I’ve been thinking a lot about sibling rivalry lately. It started with this post in the arch on-line parenting magazine, Babble, which I must confess I found deeply reassuring.

My kids fight all the time. It began when my daughter was born and my son, then not quite three, confessed that he’d “like to throw her in the garbage.” It pretty much went down hill from there. And although as she grows older, they play together more and more, I still spend easily 75% of my time with them breaking up fights (lately, he’s been teaching her how to swear, and I think it says a lot about our household that my husband and I consider that to be progress).

Then I got a hilarious email from a friend with whom I’d shared the above link, who confessed that her kids fight all the time and that she’s not sure what to do about it. Like the author of this article, she lives in a place – she calls it “Stepfordville” – where, as she so eloquently puts it, you hear the “my kids are best friends” bulls#*t all the time (along with, “That b*tch used my recipe and didn’t give me credit,” and “Did you notice Michelle’s boob job?”). Ah, the joys of American suburbia.

I’ve always been a big believer in birth order (here’s a quick primer) and the way in which sibling relationships (or lack thereof) have an enormous impact on who we are as people (Remember that book, Born to Rebel, that came out like 10 years ago claiming that sibling relationships have driven all great historical change?)

I always recommend the book Siblings Without Rivalry to anyone struggling with sibling issues. It provides some great, hands-on advice for how to deal with sibling conflicts (though, as with all parenting books, I seem to forget the “5 Easy Steps” as soon as I put it down…)
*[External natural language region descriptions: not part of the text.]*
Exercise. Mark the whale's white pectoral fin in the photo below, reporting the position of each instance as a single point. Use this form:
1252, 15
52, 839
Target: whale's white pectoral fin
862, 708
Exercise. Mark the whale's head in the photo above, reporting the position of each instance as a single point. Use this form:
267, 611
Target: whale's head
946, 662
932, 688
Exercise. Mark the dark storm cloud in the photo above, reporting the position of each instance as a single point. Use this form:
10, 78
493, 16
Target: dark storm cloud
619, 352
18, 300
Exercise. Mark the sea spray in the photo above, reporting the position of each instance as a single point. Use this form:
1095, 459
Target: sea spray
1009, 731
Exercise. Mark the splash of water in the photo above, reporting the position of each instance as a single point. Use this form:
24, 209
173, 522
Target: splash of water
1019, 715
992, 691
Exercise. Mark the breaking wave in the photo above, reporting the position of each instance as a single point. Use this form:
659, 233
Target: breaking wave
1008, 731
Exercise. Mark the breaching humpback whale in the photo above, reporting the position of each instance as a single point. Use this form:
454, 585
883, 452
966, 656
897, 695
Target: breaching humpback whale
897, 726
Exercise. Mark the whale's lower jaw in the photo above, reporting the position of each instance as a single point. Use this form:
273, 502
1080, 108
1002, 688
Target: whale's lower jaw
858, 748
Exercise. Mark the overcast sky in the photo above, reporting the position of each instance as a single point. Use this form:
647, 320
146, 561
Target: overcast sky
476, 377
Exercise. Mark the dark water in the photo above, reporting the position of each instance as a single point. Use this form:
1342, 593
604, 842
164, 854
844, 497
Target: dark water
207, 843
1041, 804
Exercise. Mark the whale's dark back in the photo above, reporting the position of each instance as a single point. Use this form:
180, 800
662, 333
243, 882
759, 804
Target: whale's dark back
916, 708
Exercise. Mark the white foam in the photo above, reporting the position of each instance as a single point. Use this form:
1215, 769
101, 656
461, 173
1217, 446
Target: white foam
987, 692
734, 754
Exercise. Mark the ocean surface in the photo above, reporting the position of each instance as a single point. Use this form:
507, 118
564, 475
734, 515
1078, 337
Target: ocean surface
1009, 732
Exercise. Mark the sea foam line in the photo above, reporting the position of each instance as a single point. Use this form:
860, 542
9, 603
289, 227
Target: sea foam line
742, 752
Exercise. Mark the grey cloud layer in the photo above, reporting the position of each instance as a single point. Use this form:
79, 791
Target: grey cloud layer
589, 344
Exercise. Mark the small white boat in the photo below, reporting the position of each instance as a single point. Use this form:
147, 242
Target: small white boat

I think one of the hardest parts about parenting – and growing up in general –  is learning not to foist your own sibling issues on your kids. In my case, for example, because I was the youngest of four, I find myself naturally siding with my daughter whenever my kids fight, simple because she’s the youngest. I have to fight really hard not to assume that my son is bullying her unfairly.  But when I can stop myself from siding with her automatically, I find that it really helps him not to be as defensive and angry about whatever provoked the conflict (even if he did something wrong).

In the meantime, perhaps I should also take heart in the fact that my daughter seems to want to be a boy. One of her favorite activities these days is to come home from school and put my son’s clothes on. Most days, I simply don’t know what to make of this and chalk it up to a phase of some sort. But perhaps I should take it as a sign that rather than compete with him, she just wants to be him? Hmmmmm…..

******

And speaking of which…On the way to school today, my 5 year old daughter asked my husband if he knew the difference between boys and girls. His initial thought was “uh-oh” (we’re a bit behind on the whole birds and bees discussion, even with our 8 year old son). But just as my husband was about to start sputtering something politically – and anatomically – correct,  she interrupted him and said proudly, as if letting him in on a big secret, that girls have…wait for it…longer hair.